CVE-2025-11198
Juniper · Juniper Networks Multiple Products
A critical vulnerability has been discovered in Juniper Networks Security Director Policy Enforcer, identified as CVE-2025-11198.
Executive summary
A critical vulnerability has been discovered in Juniper Networks Security Director Policy Enforcer, identified as CVE-2025-11198. This flaw allows an unauthenticated attacker on the network to replace legitimate virtual firewall (vSRX) images with malicious ones, potentially leading to a complete compromise of network security. Successful exploitation could result in data theft, network eavesdropping, and unauthorized access to the internal network.
Vulnerability
This vulnerability is a "Missing Authentication for Critical Function" (CWE-306). The Security Director Policy Enforcer contains a service responsible for managing and deploying vSRX images that fails to properly authenticate requests. An unauthenticated, network-based attacker can craft a malicious request to this service, instructing it to download and deploy a new vSRX image from an attacker-controlled server. Because the request is not authenticated, the system trusts it and replaces the legitimate, secure vSRX image with the attacker's malicious version, which could contain backdoors, packet sniffers, or other malware.
Business impact
This vulnerability is rated as High severity with a CVSS score of 7.4. Exploitation could have a severe and direct impact on business operations. Replacing a core network security component like a vSRX virtual firewall with a malicious version would effectively dismantle the network perimeter's defenses. This could lead to the interception and exfiltration of sensitive corporate or customer data, a complete loss of network segmentation, and provide an attacker with a persistent foothold for lateral movement within the corporate network. The potential consequences include major data breaches, significant business disruption, reputational damage, and regulatory penalties.
Remediation
Immediate Action: The primary and most effective remediation is to apply the security updates provided by Juniper Networks immediately. After patching, review system and access logs for any unauthorized vSRX image deployment activities that may have occurred prior to the update.
Proactive Monitoring:
- Log Analysis: Scrutinize logs from Juniper Security Director for any vSRX image update or deployment events originating from unknown or unauthorized IP addresses.
- Network Traffic Analysis: Monitor outbound network traffic from the Security Director Policy Enforcer for connections to suspicious or non-standard IP addresses or domains, which could indicate the download of a malicious image.
- File Integrity Monitoring: Implement file integrity checks on the stored vSRX images.
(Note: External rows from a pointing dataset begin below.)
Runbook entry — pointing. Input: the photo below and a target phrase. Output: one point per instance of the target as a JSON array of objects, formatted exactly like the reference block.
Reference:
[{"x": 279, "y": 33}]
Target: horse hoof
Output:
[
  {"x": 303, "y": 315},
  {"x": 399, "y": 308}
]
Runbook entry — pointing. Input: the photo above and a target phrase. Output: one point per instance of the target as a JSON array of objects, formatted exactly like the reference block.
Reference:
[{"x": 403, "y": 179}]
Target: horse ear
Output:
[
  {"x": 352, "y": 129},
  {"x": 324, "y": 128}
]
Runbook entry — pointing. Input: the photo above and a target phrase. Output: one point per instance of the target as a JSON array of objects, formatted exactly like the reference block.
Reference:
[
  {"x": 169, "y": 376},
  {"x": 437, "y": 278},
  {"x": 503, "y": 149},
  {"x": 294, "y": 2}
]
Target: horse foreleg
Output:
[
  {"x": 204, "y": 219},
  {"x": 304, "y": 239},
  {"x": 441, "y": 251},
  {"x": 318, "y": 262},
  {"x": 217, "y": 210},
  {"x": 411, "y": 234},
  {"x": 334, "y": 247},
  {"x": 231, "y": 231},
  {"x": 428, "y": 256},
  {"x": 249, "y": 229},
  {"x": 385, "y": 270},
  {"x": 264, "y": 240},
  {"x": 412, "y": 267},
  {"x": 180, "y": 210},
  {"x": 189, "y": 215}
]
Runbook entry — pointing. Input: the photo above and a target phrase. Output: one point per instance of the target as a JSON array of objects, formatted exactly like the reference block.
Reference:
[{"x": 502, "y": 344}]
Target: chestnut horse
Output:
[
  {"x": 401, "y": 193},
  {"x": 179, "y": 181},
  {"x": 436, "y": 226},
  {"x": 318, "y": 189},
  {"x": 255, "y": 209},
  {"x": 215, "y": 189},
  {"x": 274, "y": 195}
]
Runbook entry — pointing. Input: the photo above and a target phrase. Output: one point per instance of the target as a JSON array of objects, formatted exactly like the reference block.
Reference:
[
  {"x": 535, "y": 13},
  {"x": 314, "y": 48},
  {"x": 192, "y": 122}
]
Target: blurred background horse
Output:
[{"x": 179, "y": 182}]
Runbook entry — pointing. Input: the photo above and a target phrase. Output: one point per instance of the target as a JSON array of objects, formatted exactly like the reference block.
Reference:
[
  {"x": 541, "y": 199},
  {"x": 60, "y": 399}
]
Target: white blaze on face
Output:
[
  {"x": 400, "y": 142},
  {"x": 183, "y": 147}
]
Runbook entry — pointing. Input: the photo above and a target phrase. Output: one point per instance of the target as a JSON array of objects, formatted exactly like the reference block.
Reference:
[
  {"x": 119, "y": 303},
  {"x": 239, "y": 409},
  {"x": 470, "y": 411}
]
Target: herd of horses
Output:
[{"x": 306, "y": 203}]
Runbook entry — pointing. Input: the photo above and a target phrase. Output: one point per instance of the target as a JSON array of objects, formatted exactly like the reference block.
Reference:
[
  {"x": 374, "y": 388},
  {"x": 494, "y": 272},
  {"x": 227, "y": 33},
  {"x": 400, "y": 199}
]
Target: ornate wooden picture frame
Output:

Validate the file hashes of currently deployed vSRX instances against the official hashes published by Juniper to detect any unauthorized modifications.
Compensating Controls: If immediate patching is not feasible, implement the following controls to reduce risk:
- Access Control Lists (ACLs): Strictly limit network access to the management interface of the Security Director Policy Enforcer. Only allow connections from a dedicated and secured management subnet or specific administrative hosts.
- Egress Filtering: Apply strict firewall rules to control outbound traffic from the Policy Enforcer, blocking it from establishing connections to untrusted external destinations on the internet. This can prevent the download of a malicious image.
Exploitation status
Public Exploit Available: false
Analyst recommendation
Due to the high severity (CVSS 7.4) and the critical function of the affected software, we strongly recommend that organizations prioritize the immediate patching of CVE-2025-11198. An unauthenticated attacker can leverage this flaw to gain complete control over a core security appliance, posing a direct threat to the entire network. Although this vulnerability is not currently listed on the CISA KEV list, its characteristics make it a prime candidate for future inclusion. All affected Juniper assets should be identified and remediated without delay.